Wednesday 21 July 2021

Humble hubris

I spent the 90s pushing the frontiers of science in computational biology. That's a whopping big amorphous field but my boss had peed on a lamp-post that marked a small section of the frontier of science. I was put to work with the pick of power and the axe of analysis reducing the forest of entropy to something we could understand. I wrote - and published - some software to make our sort of analysis more efficient. But I also used existing software because research was hard enough without having to re-invent the wheel for each analysis. In the course of stress-testing PHYLIP, a software suite written by Joe Felsenstein in Seattle, I revealed a bug in one of the programs. Joe duly added my name to a list of people who'd found one for the team. Felsenstein had/has a beard worthy of other computer gods like Denis Ritchie and Ken Thompson.
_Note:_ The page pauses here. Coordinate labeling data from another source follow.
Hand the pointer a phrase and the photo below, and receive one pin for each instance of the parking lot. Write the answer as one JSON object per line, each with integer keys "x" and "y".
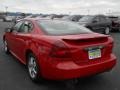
{"x": 14, "y": 76}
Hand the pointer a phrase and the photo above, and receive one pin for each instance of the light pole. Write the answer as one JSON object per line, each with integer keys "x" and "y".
{"x": 6, "y": 7}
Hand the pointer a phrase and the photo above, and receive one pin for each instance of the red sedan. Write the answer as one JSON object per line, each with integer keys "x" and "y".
{"x": 59, "y": 50}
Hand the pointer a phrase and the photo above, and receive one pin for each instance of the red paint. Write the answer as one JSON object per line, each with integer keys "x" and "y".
{"x": 63, "y": 57}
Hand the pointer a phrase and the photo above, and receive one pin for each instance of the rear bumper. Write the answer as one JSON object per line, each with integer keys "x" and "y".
{"x": 70, "y": 70}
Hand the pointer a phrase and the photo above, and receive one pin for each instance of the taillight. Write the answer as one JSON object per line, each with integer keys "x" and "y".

I was following a peculiar self promotion story on Metafilter which reminded me that I'd had a [mortifyin' in hindsight] transaction with Felsenstein about ten years prior to my public-service debugging venture. In 1982, I had to print half a dozen copies of my PhD thesis as well as the official copies for the university / department archives. 5 of those spare copies came back to me, because my thesis committee didn't need a permanent record of the labour. In my intense echo chamber, I thought my stuff was important and interesting and sent each volume out to people whom I admired in the field of computational biology. The only person who replied [it was before WTF? was a thing] was Joe Felsenstein at U.Washington, Seattle, who said . . . he'd passed it on to a Canadian graduate student because "Canadian Maritimes" appeared in the title. 

I tell ya, science is largely one enormous futility closet. You work away for a year, or three, or four, stumbling around until to find your feet and a compass and, after much effort you write the results up in a single manuscript. This document has to be written to a rigid format in peculiarly stilted language. Most scientific papers, despite the imprimatur of an editor and two independent peer reviewers, sink almost without a ripple.